I'm trying to implement a Media Player in android using the MediaCodec API.
I've created three threads
Thread 1 : To de-queue the input buffers to get free indices and then queuing the audio and video frames in respective codec's input buffer
Thread 2 : To de-queue the audio codec's output buffer and render it using AudioTrack class' write method
Thread 3 : To de-queue the video codec's output buffer and render it using releaseBuffer method
I'm facing a lot of problem in achieving synchronization between audio and video frames. I never drop audio frames and before rendering video frames I check whether the decoded frames are late by more than 3omsecs, if they are I drop the frame, if they are more than 10ms early I don't render the frame.

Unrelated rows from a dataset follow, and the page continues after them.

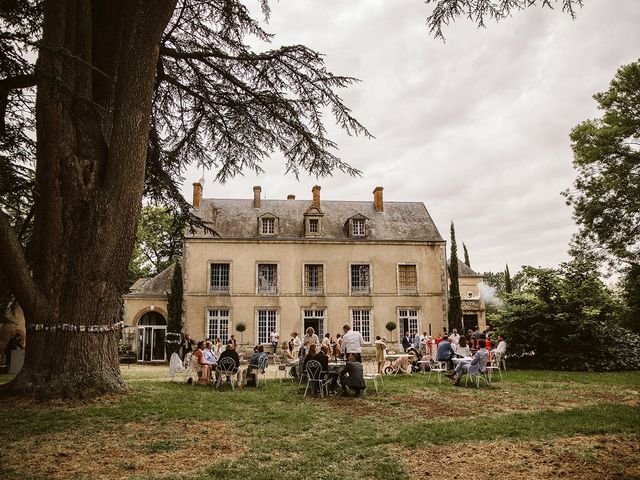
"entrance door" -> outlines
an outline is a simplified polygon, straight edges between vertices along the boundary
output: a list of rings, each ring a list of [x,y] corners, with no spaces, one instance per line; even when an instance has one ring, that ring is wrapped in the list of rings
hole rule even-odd
[[[147,312],[138,320],[138,361],[164,362],[167,325],[158,312]]]
[[[322,341],[322,337],[324,337],[324,310],[305,310],[302,327],[303,335],[307,328],[311,327]]]

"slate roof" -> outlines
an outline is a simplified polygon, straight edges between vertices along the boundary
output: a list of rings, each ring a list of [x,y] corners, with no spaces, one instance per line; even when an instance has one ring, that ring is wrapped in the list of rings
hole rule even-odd
[[[458,277],[482,277],[482,278],[484,278],[484,275],[481,275],[479,273],[474,272],[473,270],[471,270],[470,267],[467,266],[466,263],[464,263],[462,260],[458,260]]]
[[[194,210],[211,222],[221,238],[253,239],[258,236],[258,217],[272,214],[279,219],[279,235],[274,240],[304,238],[304,214],[311,200],[261,200],[261,208],[253,208],[253,199],[231,200],[203,198]],[[322,200],[322,239],[376,241],[444,242],[429,212],[421,202],[385,202],[384,211],[376,212],[373,202]],[[367,236],[349,236],[347,222],[356,215],[367,221]],[[213,238],[202,231],[191,238]]]
[[[140,278],[135,281],[127,296],[149,297],[149,296],[165,296],[171,291],[171,279],[175,263],[164,269],[155,277]]]

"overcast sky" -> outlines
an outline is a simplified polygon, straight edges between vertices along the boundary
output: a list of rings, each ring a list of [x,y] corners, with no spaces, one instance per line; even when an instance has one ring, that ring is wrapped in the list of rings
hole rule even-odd
[[[375,139],[337,130],[338,155],[363,171],[325,179],[284,176],[281,157],[225,185],[205,174],[205,197],[422,201],[440,234],[456,225],[471,266],[512,273],[567,259],[576,231],[560,192],[572,185],[570,130],[598,115],[591,98],[618,67],[640,57],[640,1],[585,0],[572,20],[533,8],[477,29],[428,36],[420,0],[280,0],[267,30],[274,45],[305,44],[328,68],[362,83],[341,92]],[[329,120],[329,117],[327,117]],[[201,172],[191,169],[183,193]]]

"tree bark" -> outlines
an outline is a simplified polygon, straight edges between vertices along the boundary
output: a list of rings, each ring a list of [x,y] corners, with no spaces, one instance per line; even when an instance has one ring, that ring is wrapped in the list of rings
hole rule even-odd
[[[120,320],[159,43],[175,3],[45,2],[32,278],[19,246],[12,244],[13,259],[0,255],[3,271],[16,274],[10,281],[28,328],[25,364],[12,383],[17,392],[83,397],[125,389],[118,332],[61,325]]]

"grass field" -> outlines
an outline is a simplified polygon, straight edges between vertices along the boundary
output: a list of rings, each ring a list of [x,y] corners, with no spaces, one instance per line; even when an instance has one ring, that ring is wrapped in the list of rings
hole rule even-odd
[[[379,395],[320,399],[166,371],[124,367],[129,395],[87,403],[0,399],[0,478],[640,478],[640,372],[385,377]]]

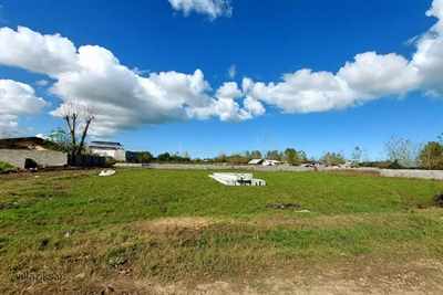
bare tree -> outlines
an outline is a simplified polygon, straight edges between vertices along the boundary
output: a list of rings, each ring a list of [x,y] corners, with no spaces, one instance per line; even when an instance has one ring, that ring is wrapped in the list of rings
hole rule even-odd
[[[391,137],[384,146],[388,159],[392,162],[399,162],[403,167],[416,167],[419,147],[411,140]]]
[[[87,131],[95,119],[93,109],[87,105],[71,101],[61,106],[60,114],[69,130],[71,156],[81,155],[84,149]]]

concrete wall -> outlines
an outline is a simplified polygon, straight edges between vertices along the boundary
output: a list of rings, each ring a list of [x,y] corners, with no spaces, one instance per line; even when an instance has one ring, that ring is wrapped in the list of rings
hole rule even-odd
[[[225,164],[150,164],[147,168],[153,169],[194,169],[194,170],[251,170],[251,171],[311,171],[312,168],[278,165],[225,165]]]
[[[33,159],[42,167],[58,167],[68,164],[68,155],[55,150],[0,149],[0,161],[24,168],[24,160]]]
[[[423,178],[443,180],[442,170],[393,170],[380,169],[380,175],[384,177]]]
[[[104,149],[104,148],[91,148],[91,154],[101,157],[111,157],[117,161],[126,160],[126,151],[124,149]]]
[[[133,166],[135,167],[135,166]],[[142,167],[141,165],[138,167]],[[153,169],[197,169],[197,170],[250,170],[250,171],[313,171],[313,168],[279,165],[279,166],[254,166],[254,165],[223,165],[223,164],[150,164],[147,168]],[[393,169],[379,169],[379,168],[332,168],[321,167],[318,171],[358,171],[379,173],[383,177],[400,177],[400,178],[421,178],[421,179],[435,179],[443,180],[443,170],[393,170]]]

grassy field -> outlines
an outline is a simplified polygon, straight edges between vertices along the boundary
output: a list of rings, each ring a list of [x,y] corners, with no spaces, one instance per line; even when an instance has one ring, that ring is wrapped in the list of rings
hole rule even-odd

To find the difference between audio and video I use following logic
public long calculateLateByUs(long timeUs) {
long nowUs = 0;
if (hasAudio && audioTrack != null) {
synchronized (audioTrack) {
if(first_audio_sample && startTimeUs >=0){
System.out.println("First video after audio Time Us: " + timeUs );
startTimeUs = -1;
first_audio_sample = false;
}
nowUs = (audioTrack.getPlaybackHeadPosition() * 1000000L) /
audioCodec.format.getInteger(MediaFormat.KEY_SAMPLE_RATE);
}
} else if(!hasAudio){
nowUs = System.currentTimeMillis() * 1000;
startTimeUs = 0;
}else{
nowUs = System.currentTimeMillis() * 1000;
}
if (startTimeUs == -1) {
startTimeUs = nowUs - timeUs;
}
if(syslog){
System.out.println("Timing Statistics:");
System.out.println("Key Sample Rate :"+ audioCodec.format.getInteger(MediaFormat.KEY_SAMPLE_RATE) + " nowUs: " + nowUs + " startTimeUs: "+startTimeUs + " timeUs: "+timeUs + " return value :"+(nowUs - (startTimeUs + timeUs)));
}
return (nowUs - (startTimeUs + timeUs));
}
timeUs is the presentation time in micro-seconds of the video frame. nowUs is supposed to contain the duration in micro-seconds for which audio has been playing. startTimeUs is the initial difference between audio and video frames which has to be maintained always.
The first if block checks, if there is indeed an audio track and it has been initialized and sets the value of nowUs by calculating it from audiotrack
If there is no audio (first else) nowUs is set to SystemTime and the initial gap is set to zero. startTimeUs is initialized to zero in main function.
The if block in the synchronized block is used in case, first frame to be rendered is audio and audio frame joins later. first_audio_sample flag is initially set to true.
Please let me know if anything is not clear.
Also if you know of any open source link where media player of an a-v file has been implemented using video codec, that would be great.